An all-fiber Fabry-Perot (FP) interferometer (FPI) sensor which can simultaneously measure strain and temperature is proposed and experimentally demonstrated. The FPI sensor is composed of a cascaded-cavity structure with a hollow-core tube fiber cavity and a standard single-mode fiber (SMF) cavity. Different cross section areas and thermal-optic coefficients of the two cavities make them differently sensitive to temperature and strain. The individual interference spectrum based on the air cavity or silica cavity can be extracted by band-pass filtering the spectrum of the sensor in frequency domain. The temperature and strain sensitivity of each cavity are obtained by tracing the wavelength shifts of the interference spectra.
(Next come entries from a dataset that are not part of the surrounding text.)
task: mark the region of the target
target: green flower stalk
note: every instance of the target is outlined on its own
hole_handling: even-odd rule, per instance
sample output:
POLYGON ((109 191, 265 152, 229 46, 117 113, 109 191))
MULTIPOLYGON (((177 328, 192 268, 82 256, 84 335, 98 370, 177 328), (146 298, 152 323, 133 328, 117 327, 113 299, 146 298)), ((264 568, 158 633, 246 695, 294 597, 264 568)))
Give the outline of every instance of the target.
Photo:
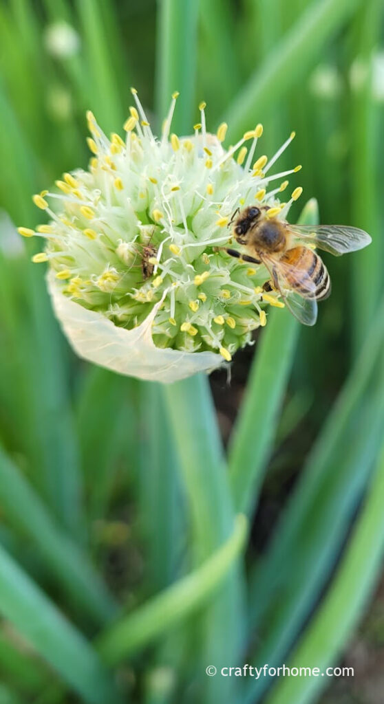
POLYGON ((286 218, 302 189, 282 203, 283 180, 301 167, 272 172, 293 132, 271 158, 255 157, 261 125, 224 149, 227 125, 208 132, 204 103, 194 134, 178 137, 177 93, 158 139, 132 93, 125 139, 109 139, 88 112, 88 170, 64 174, 54 192, 34 196, 50 222, 19 232, 46 240, 33 261, 49 263, 56 314, 80 356, 173 382, 230 362, 265 325, 266 303, 283 306, 276 292, 263 292, 264 266, 221 248, 230 243, 238 208, 268 205, 286 218))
Furthermore, the temperature-strain cross-talk is eliminated by solving a cofficient matrix equation composed by the temperature and strain sensitivities of the two FP cavities. The strain sensitivities of two FP cavities achieved are 1.173 nm/με and 1.86 nm/με. The temperature sensitivities of two FP cavities are 0.00574 nm/°C and 0.00549 nm/°C. The advantages of the proposed sensor including simultaneous measurement of temperature and strain, no temperature-strain cross-talk, simple fabrication, and all-fiber structure make it appropriate for the real sensing applications.